Example 17: Consider a simple pendulum, having a bob attached to a string, that oscillates under the action of the force of gravity. Suppose that the period of oscillation of the simple pendulum depends on its length (l), mass of the bob (m) and acceleration due to gravity (g). Derive the expression for its time period using method of dimensions.

Solution: The dependence of time period T on the quantities l, g and m as a product may be written as :
$$ T = k l^x g^y m^z $$
where k is dimensionless constant and x, y and z are the exponents.
By considering dimensions on both sides, we have
$$ [L^oM^oT^1]=[L^1][L^1T^{–2}]^y[M^1]^z $$
$$ = L^{x+y} T^{–2y} M^ z $$
On equating the dimensions on both sides, we have
x + y = 0; –2y = 1; and z = 0
So that,, $ x = \frac {1}{2} $ ,$ y = – \frac {1}{2}$,z=0.
Then, $ T = k l^½ g^{–½} $
Or, $ T = k \sqrt { \frac {l}{g} } $

Note that value of constant k cannot be obtained by the method of dimensions. Here it does not matter if some number multiplies the right side of this formula, because that does not affect its dimensions.

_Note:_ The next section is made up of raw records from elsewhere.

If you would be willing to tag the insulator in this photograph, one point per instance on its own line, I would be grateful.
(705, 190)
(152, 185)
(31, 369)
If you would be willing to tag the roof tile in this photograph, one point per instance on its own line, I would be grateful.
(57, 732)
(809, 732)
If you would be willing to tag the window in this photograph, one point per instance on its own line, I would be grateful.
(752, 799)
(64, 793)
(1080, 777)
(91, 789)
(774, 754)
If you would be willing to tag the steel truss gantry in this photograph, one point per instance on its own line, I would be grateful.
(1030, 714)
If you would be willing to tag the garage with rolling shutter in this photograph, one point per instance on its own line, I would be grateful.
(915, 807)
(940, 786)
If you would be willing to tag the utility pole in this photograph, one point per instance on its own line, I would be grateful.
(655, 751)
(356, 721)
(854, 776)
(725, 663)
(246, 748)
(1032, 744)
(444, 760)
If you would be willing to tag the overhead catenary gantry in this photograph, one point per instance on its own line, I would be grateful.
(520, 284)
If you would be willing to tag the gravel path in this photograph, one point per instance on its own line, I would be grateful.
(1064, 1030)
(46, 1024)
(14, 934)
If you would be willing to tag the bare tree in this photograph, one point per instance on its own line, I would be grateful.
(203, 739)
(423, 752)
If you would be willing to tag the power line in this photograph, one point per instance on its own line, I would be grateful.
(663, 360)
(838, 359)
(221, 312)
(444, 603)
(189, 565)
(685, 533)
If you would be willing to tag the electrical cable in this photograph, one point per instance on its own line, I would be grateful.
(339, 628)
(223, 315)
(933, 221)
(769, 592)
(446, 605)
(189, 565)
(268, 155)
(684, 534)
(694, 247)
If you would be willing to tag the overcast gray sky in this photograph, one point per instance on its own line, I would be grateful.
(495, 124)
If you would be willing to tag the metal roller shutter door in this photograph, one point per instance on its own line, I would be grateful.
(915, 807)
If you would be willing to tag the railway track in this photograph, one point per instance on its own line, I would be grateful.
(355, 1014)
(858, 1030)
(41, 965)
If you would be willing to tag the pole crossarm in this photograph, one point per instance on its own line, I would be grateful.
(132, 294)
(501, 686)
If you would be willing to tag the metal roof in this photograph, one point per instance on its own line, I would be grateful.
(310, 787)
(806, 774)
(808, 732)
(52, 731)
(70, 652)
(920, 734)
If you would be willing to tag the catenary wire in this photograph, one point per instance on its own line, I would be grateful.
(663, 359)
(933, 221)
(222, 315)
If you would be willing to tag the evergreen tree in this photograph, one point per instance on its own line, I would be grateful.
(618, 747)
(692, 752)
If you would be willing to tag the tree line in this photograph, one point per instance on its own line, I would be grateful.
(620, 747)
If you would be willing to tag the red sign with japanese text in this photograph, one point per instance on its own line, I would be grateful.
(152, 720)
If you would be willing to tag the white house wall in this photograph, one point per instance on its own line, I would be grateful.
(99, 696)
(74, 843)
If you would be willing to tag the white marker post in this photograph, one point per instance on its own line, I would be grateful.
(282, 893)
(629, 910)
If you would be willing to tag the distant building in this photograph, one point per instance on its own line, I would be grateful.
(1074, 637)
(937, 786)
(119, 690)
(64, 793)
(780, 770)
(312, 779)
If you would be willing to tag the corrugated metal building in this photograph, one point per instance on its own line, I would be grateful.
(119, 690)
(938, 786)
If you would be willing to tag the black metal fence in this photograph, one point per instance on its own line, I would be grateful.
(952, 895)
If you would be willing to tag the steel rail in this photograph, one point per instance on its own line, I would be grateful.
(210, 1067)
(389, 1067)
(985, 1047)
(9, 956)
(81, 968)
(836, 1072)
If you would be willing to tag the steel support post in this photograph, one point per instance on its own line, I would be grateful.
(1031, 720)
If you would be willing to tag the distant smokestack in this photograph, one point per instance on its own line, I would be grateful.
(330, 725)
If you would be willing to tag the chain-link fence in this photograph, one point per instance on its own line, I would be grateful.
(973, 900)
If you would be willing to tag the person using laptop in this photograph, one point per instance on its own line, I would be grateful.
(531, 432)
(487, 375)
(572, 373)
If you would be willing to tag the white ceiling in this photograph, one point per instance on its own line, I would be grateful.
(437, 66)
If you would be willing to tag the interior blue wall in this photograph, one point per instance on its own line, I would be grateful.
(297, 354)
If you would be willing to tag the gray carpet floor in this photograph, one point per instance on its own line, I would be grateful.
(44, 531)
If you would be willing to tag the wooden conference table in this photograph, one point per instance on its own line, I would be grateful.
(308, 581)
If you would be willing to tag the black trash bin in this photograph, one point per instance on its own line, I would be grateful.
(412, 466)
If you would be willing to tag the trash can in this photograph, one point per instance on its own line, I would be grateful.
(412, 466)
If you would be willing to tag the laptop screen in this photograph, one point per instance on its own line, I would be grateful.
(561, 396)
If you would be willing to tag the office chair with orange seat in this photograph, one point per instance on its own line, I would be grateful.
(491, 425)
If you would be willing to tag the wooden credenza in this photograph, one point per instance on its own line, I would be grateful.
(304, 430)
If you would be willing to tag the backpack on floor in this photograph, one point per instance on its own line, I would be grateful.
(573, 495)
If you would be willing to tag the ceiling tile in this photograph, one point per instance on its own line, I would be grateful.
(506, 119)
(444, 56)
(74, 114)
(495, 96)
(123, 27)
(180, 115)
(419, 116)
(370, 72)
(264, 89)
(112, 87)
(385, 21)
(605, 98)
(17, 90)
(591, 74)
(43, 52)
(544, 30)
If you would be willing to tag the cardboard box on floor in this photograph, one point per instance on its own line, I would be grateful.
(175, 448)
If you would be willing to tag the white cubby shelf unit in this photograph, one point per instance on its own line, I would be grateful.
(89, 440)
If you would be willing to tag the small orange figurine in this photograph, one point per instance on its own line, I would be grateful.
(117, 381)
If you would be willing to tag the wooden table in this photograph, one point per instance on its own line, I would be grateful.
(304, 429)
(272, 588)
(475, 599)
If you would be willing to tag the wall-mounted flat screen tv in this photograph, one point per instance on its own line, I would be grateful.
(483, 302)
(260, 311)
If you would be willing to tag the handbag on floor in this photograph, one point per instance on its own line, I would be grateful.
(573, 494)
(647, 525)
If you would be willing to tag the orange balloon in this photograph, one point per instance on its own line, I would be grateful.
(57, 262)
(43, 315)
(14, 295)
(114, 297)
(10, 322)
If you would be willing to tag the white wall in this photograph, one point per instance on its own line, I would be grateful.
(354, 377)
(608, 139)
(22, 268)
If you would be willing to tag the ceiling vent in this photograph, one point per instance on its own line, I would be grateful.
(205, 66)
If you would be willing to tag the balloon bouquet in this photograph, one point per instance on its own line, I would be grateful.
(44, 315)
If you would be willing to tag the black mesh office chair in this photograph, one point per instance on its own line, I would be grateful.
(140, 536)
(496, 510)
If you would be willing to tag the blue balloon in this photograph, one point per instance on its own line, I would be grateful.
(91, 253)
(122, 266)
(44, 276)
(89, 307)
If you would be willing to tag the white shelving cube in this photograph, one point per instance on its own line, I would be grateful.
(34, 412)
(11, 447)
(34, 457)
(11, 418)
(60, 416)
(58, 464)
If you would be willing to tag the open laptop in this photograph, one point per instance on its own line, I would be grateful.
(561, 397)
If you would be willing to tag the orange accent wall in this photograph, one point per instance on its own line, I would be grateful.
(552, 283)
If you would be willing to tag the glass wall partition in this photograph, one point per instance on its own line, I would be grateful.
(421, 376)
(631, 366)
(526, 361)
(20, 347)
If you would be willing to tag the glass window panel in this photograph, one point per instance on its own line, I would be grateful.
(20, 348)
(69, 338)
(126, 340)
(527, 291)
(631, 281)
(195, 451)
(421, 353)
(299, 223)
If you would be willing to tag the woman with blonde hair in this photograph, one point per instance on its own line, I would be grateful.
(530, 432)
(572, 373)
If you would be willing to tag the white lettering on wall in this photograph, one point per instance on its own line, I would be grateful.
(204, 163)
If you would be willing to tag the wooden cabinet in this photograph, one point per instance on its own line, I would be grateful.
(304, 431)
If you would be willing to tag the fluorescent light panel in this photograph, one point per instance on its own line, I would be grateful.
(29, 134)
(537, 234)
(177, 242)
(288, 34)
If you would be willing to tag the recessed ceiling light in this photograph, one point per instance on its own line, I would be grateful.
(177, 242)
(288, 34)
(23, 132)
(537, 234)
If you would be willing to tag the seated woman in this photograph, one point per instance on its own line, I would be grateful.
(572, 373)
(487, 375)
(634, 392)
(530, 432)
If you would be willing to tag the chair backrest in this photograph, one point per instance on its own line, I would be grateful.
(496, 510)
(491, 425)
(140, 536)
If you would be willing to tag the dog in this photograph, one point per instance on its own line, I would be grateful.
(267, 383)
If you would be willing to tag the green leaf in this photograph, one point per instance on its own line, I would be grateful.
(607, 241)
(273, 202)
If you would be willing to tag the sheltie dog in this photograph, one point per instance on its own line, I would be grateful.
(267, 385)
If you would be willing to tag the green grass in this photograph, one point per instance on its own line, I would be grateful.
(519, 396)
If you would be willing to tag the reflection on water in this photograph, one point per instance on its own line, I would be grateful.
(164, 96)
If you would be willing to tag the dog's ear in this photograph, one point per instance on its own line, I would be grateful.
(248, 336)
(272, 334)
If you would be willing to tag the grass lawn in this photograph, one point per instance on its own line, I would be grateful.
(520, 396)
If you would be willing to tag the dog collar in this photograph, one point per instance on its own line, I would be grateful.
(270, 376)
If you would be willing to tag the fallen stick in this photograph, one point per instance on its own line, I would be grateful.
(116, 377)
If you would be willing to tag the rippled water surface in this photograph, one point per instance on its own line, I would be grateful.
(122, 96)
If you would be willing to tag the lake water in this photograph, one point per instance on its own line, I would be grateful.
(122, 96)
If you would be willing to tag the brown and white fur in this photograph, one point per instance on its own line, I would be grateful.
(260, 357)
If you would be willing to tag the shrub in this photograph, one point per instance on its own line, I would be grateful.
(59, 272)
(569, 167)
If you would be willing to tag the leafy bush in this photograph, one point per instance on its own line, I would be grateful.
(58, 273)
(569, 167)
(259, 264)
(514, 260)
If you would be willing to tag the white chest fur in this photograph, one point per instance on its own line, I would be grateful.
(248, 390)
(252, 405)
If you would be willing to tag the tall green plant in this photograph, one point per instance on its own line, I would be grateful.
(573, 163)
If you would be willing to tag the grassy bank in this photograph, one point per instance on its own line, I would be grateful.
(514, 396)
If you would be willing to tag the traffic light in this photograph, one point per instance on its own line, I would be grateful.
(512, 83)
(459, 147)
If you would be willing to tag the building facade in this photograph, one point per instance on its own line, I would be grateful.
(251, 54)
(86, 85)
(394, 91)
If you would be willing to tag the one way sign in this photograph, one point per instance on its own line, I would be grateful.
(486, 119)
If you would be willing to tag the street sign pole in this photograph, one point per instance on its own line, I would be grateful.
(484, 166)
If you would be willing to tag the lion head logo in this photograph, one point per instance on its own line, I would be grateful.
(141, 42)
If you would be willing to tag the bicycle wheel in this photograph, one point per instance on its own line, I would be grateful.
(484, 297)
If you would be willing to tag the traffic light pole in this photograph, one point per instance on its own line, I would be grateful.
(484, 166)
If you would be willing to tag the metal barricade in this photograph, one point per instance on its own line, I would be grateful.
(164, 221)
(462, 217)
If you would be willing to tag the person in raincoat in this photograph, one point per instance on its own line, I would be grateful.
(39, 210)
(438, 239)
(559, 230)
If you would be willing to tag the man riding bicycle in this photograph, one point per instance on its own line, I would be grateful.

Actually, k = 2π so that $T =2π \sqrt { \frac {l}{g} } $

Advantage and Limitation of using Dimensional analysis:

Dimensional analysis is very useful in deducing relations among the interdependent physical quantities.

However, dimensionless constants cannot be obtained by this method. The method of dimensions can only test the dimensional validity, but not the exact relationship between physical quantities in any equation. It does not distinguish between the physical quantities having same dimensions.

Questions from section 1.12:

1. Give two examples for dimensional formula.
2. Explain the principle of homogeneity of dimensions.
3. State the advantage and disadvantage of using dimensional analysis.